Als überschaubar darf bisher auch die Zahl der angekündigten Planeten bezeichnet werden. Neben Publikumslieblingen wie Hoth (Eis), Tatooine (Wüste) und Endor (Wald) gibt’s zum Start als echten Neuzugang nur den Vulkan-Planeten Sullust. Der allerdings könnte noch für einige Überraschungen gut sein, denn nebst Schwerindustrie als wichtigstem Wirtschaftszweig ist Sullust bekannt für seine unterirdischen Tourismusstädte - zwei Merkmale, die sicherlich spannenden Stoff für interessante Mehrspieler-Karten bieten.

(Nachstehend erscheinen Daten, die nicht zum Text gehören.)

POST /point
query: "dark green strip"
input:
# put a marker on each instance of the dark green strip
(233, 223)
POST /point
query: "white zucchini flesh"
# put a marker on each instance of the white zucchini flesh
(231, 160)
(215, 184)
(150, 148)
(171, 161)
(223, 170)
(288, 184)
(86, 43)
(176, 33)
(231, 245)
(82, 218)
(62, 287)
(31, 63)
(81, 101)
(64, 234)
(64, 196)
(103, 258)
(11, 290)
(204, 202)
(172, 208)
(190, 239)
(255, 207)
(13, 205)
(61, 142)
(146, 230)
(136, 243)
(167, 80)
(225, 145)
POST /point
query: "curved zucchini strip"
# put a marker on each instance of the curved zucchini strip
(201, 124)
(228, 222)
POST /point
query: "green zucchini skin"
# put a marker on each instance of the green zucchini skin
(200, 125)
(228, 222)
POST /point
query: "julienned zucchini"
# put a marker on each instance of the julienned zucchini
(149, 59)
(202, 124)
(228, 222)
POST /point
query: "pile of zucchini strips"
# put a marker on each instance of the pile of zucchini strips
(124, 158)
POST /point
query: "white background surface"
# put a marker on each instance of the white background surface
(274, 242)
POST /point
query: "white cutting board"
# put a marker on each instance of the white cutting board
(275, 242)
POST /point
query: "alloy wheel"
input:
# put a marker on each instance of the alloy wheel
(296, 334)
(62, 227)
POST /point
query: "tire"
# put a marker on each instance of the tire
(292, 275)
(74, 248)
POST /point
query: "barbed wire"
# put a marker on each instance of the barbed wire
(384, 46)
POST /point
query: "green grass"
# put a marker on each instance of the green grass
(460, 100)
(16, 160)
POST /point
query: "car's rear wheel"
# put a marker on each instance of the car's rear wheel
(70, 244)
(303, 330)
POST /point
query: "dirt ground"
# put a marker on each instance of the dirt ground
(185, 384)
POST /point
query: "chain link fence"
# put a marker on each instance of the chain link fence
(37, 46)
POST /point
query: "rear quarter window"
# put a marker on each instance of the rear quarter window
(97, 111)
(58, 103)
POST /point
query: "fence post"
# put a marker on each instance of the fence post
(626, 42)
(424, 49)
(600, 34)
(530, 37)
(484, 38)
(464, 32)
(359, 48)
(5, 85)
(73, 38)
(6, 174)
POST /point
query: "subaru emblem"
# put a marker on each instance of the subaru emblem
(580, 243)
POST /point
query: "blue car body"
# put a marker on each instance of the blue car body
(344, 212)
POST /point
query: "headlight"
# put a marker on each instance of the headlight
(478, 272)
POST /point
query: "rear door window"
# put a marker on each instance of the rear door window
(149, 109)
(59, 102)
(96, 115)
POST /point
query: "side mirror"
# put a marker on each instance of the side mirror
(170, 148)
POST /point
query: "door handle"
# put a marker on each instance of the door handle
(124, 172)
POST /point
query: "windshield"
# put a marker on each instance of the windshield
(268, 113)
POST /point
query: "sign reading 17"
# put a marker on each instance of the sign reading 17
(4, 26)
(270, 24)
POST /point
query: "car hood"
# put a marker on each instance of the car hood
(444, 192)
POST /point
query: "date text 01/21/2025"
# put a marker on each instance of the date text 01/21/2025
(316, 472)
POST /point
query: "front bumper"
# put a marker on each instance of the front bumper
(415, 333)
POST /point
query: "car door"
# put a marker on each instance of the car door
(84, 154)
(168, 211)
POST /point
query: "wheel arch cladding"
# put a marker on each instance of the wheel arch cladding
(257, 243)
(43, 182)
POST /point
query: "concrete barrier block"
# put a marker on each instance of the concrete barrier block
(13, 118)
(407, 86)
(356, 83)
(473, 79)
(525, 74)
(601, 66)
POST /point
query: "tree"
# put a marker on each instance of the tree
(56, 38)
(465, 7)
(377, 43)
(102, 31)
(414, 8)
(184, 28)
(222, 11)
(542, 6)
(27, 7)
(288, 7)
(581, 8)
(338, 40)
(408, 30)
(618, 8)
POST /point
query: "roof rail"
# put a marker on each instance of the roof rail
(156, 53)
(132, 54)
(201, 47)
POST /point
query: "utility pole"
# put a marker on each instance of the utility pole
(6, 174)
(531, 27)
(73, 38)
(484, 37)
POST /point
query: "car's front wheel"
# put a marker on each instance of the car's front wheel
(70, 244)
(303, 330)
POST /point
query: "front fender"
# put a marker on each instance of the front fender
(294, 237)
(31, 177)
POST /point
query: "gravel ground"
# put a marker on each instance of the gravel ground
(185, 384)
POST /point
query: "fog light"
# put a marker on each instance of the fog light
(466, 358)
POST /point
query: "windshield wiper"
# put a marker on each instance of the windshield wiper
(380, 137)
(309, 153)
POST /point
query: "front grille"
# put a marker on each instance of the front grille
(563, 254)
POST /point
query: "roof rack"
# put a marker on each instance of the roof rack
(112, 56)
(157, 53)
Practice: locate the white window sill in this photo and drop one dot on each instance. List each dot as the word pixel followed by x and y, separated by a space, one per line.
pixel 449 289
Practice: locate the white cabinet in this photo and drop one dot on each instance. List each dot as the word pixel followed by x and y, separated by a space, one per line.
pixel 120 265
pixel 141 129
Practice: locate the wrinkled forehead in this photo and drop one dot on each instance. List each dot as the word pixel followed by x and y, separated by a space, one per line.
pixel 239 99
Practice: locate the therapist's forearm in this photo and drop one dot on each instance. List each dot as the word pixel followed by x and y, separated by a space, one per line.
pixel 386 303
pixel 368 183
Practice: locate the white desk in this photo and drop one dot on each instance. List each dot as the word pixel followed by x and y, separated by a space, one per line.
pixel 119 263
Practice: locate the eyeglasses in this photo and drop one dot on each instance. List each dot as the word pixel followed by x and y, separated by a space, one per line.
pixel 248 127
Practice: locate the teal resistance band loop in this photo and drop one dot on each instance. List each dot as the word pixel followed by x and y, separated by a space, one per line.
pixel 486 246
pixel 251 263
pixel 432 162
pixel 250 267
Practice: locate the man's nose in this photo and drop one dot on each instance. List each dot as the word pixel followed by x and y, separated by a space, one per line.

Entwickler Dice hat außerdem bereits angekündigt, pro Planet mindestens zwei Karten anbieten zu wollen. Die Gesamtzahl der Karten zum Start soll des weiteren mehr als acht betragen. Stellt man diese Ziffer den 16 Schlachtfeldern aus Battlefront 2 gegenüber, sind Bedenken in Sachen Umfang trotzdem berechtigt.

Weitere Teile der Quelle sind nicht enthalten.